I think below are the reason of high memory consumption.
Pulp is fetching the pkglist from all the repositories that a particular Erratum is associated to. This is expensive and the results may contain a lot of duplicate pkglist.
For example, Pulp makes this query:
db.erratum_pkglists.find({"errata_id": "RHBA-2016:1886"}).count()
3
Instead of doing the following:
db.erratum_pkglists.find({"errata_id": "RHBA-2016:1886", "repo_id" : "my_org-Red_Hat_Enterprise_Linux_Server-Red_Hat_Satellite_Tools_6_2_for_RHEL_7_Server_RPMs_x86_64"}).count()
1
After amending the "erratum_pkglists" query to filter the errata by repository, the memory consumption and the speed are reduced by 80%
I think I understand why Pulp don't filter the pkglist by repository when regenerating applicability. It is due to the fact that one entry may not contain all the pkglist since an erratum can be copied accross repositories.

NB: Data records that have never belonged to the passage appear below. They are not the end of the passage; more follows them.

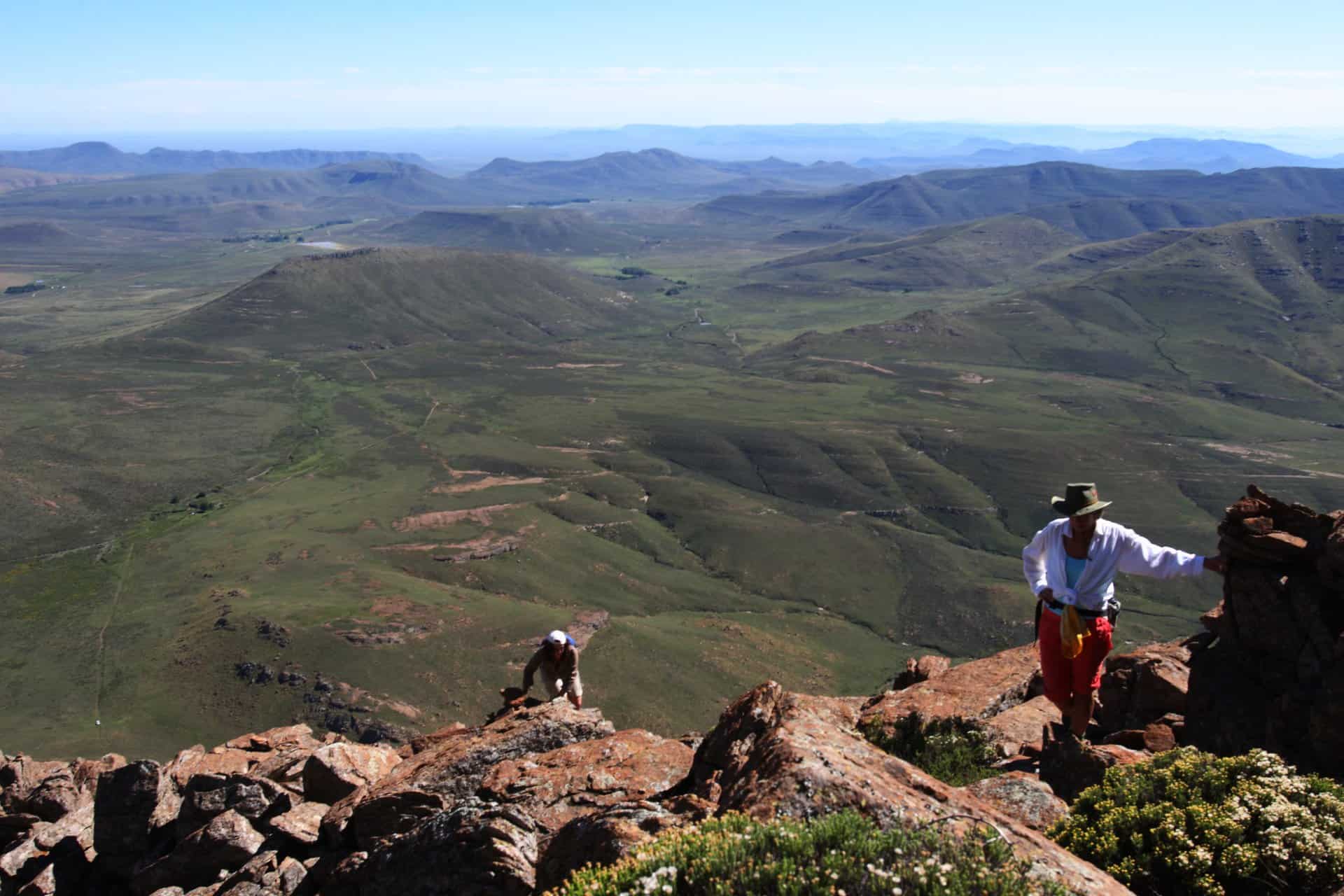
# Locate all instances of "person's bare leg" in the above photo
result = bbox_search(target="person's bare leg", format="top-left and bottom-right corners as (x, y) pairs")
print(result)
(1066, 690), (1093, 738)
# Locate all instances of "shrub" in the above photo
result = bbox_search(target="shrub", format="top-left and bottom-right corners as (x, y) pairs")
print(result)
(863, 712), (1001, 788)
(1050, 747), (1344, 896)
(551, 810), (1068, 896)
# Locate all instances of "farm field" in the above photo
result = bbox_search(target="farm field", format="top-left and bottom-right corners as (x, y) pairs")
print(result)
(0, 164), (1344, 756)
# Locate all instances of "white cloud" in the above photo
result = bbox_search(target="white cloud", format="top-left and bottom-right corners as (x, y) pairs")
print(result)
(10, 64), (1344, 130)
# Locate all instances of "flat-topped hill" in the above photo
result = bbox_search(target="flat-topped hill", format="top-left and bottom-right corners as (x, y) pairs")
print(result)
(158, 248), (629, 352)
(379, 208), (641, 253)
(692, 162), (1344, 239)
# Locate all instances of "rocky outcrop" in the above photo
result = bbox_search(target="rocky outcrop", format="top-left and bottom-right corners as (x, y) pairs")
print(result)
(1040, 729), (1149, 802)
(860, 645), (1042, 755)
(0, 682), (1144, 896)
(685, 682), (1129, 895)
(1184, 485), (1344, 775)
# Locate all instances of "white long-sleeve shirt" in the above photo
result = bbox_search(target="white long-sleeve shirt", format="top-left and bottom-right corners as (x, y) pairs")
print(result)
(1021, 517), (1204, 611)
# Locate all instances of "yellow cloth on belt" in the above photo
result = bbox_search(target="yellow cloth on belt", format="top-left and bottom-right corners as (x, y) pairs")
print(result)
(1059, 607), (1091, 659)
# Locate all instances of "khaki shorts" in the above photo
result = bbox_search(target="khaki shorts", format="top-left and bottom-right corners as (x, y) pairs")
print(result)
(542, 672), (583, 700)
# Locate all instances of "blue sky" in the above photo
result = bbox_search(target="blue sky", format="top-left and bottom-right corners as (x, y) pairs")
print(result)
(0, 0), (1344, 133)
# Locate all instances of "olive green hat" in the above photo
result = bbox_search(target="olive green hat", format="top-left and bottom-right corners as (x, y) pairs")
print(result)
(1050, 482), (1112, 516)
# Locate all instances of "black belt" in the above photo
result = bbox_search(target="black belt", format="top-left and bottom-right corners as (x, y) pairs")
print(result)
(1042, 598), (1107, 620)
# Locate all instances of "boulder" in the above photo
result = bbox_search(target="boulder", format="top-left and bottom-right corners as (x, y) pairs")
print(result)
(304, 743), (402, 804)
(862, 645), (1040, 728)
(0, 754), (69, 813)
(682, 682), (1129, 896)
(479, 728), (694, 832)
(323, 700), (614, 845)
(321, 806), (538, 896)
(132, 808), (266, 895)
(175, 775), (294, 838)
(164, 744), (257, 788)
(1096, 639), (1203, 732)
(983, 696), (1059, 756)
(225, 725), (323, 752)
(266, 802), (330, 846)
(536, 801), (714, 890)
(891, 654), (951, 690)
(215, 849), (308, 896)
(1040, 731), (1149, 802)
(1188, 486), (1344, 775)
(92, 760), (181, 880)
(965, 771), (1068, 830)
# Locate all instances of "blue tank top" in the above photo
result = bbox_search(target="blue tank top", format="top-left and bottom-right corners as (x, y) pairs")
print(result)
(1065, 554), (1087, 589)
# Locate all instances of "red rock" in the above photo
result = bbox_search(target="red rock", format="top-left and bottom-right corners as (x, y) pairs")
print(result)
(965, 771), (1068, 830)
(479, 728), (692, 832)
(536, 801), (714, 890)
(164, 744), (258, 788)
(687, 682), (1129, 896)
(862, 645), (1040, 728)
(983, 696), (1059, 756)
(1040, 736), (1148, 802)
(132, 810), (266, 895)
(891, 654), (951, 690)
(175, 775), (294, 837)
(323, 700), (614, 845)
(321, 806), (538, 896)
(225, 725), (323, 752)
(304, 743), (402, 804)
(406, 722), (470, 759)
(267, 802), (330, 846)
(1096, 639), (1192, 731)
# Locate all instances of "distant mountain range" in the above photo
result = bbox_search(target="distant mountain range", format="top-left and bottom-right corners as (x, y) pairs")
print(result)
(858, 137), (1344, 174)
(0, 141), (428, 174)
(463, 149), (886, 199)
(690, 162), (1344, 239)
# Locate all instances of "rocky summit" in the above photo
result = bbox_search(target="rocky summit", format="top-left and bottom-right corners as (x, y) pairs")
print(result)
(8, 486), (1344, 896)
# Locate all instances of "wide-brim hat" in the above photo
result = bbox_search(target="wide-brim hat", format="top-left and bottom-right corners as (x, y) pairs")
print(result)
(1050, 482), (1112, 516)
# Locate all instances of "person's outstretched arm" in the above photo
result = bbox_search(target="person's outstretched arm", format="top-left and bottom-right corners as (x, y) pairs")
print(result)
(1021, 526), (1054, 601)
(523, 650), (542, 694)
(1116, 529), (1222, 579)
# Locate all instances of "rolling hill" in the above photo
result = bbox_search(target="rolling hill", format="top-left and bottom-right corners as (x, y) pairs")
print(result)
(691, 162), (1344, 239)
(155, 248), (630, 354)
(0, 141), (428, 174)
(377, 208), (643, 253)
(0, 167), (118, 193)
(463, 149), (882, 202)
(762, 216), (1344, 423)
(757, 215), (1082, 290)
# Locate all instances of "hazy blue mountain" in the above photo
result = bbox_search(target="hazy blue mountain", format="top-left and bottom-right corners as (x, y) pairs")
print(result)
(856, 137), (1344, 174)
(0, 141), (428, 174)
(462, 148), (884, 202)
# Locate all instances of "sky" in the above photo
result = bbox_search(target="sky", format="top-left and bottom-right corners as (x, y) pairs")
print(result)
(0, 0), (1344, 134)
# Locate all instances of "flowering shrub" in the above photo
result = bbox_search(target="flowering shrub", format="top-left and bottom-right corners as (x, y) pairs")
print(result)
(1050, 747), (1344, 896)
(540, 811), (1068, 896)
(863, 712), (1001, 788)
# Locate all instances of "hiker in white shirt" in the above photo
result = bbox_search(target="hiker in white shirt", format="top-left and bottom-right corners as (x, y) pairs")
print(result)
(1021, 482), (1224, 738)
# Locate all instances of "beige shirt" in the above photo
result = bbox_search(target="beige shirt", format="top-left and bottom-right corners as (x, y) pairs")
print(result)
(523, 645), (580, 693)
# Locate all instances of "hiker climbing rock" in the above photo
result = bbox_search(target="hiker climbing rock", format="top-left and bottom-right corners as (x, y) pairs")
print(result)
(1021, 482), (1224, 738)
(523, 629), (583, 708)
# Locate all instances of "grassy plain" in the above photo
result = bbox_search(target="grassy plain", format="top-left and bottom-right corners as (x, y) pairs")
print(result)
(0, 188), (1344, 756)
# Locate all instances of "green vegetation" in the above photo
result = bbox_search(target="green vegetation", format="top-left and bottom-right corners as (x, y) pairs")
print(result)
(863, 712), (1002, 788)
(551, 811), (1067, 896)
(1050, 747), (1344, 896)
(0, 152), (1344, 764)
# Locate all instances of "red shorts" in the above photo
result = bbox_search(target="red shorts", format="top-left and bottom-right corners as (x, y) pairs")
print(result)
(1040, 607), (1113, 704)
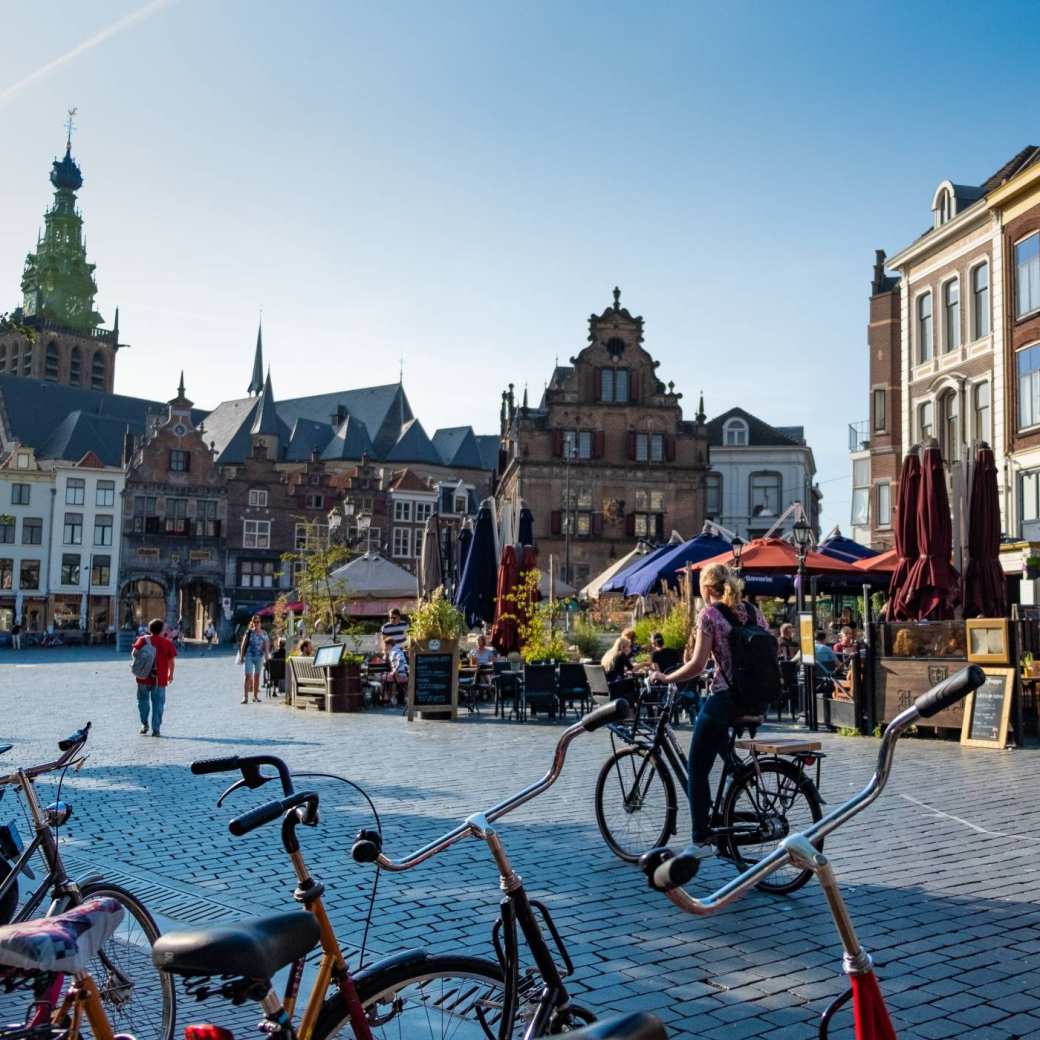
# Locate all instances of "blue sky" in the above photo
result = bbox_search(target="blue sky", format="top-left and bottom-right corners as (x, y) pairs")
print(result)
(0, 0), (1040, 534)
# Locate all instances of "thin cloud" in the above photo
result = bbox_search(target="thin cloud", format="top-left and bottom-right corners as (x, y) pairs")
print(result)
(0, 0), (177, 107)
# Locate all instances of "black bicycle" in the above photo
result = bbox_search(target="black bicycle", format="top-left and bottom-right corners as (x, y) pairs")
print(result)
(0, 723), (176, 1040)
(596, 682), (824, 894)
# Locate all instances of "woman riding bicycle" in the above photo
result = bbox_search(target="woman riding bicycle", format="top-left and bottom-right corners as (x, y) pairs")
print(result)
(650, 564), (769, 859)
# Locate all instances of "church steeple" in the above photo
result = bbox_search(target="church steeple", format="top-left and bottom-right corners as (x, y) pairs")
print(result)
(22, 109), (103, 331)
(245, 323), (264, 395)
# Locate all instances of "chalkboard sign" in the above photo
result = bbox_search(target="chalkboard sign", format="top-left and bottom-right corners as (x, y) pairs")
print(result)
(408, 640), (459, 721)
(961, 668), (1015, 748)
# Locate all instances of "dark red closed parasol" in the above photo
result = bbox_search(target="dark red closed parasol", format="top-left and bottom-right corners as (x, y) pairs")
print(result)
(964, 444), (1008, 618)
(902, 439), (960, 621)
(888, 445), (920, 621)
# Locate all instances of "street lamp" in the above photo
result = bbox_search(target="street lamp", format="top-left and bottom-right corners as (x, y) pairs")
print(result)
(791, 514), (816, 730)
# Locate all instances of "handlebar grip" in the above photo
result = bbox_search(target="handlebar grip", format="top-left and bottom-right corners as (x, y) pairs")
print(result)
(640, 849), (701, 892)
(190, 755), (238, 776)
(913, 665), (986, 719)
(228, 798), (286, 837)
(350, 831), (383, 863)
(581, 697), (631, 733)
(58, 723), (90, 751)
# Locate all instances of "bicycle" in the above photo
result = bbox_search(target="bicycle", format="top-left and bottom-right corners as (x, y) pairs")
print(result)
(596, 682), (826, 894)
(153, 702), (627, 1040)
(0, 723), (176, 1040)
(640, 665), (986, 1040)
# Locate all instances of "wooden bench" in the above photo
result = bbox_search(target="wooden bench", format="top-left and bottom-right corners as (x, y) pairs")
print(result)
(286, 657), (332, 711)
(733, 739), (823, 755)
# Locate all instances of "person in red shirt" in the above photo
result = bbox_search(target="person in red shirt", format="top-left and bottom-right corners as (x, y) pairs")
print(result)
(133, 618), (177, 736)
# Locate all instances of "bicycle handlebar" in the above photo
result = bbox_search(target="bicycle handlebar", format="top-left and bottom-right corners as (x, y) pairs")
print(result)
(640, 665), (986, 914)
(361, 697), (629, 872)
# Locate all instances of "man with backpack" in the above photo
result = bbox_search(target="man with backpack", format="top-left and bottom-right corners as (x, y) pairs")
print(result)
(130, 618), (177, 736)
(650, 564), (780, 859)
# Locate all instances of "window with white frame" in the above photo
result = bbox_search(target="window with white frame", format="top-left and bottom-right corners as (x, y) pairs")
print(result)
(942, 278), (961, 353)
(390, 527), (412, 560)
(878, 480), (892, 527)
(971, 263), (989, 339)
(917, 292), (933, 362)
(1015, 232), (1040, 318)
(722, 419), (748, 448)
(242, 520), (270, 549)
(1016, 343), (1040, 430)
(852, 459), (870, 527)
(917, 400), (935, 441)
(973, 382), (992, 444)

I made the following change to retrieve only the "nevra" of the errata pkglist when regenerating applicability for consumer. This patch can reduce the memory consumption by ~50% (350MB to 150MB) for a consumer with 9 repositories.
https://github.com/hao-yu/pulp_rpm/commit/9f5a52823afee80b31c1e3aa14f4f65fc85f9be9
Use aggregation to identify unique errata pkglists
To improve both performance and memory consumption of celery workers during applicability regeneration. Serializer for Errata now deals wit unique pkglists as well.
closes #3172 https://pulp.plan.io/issues/3172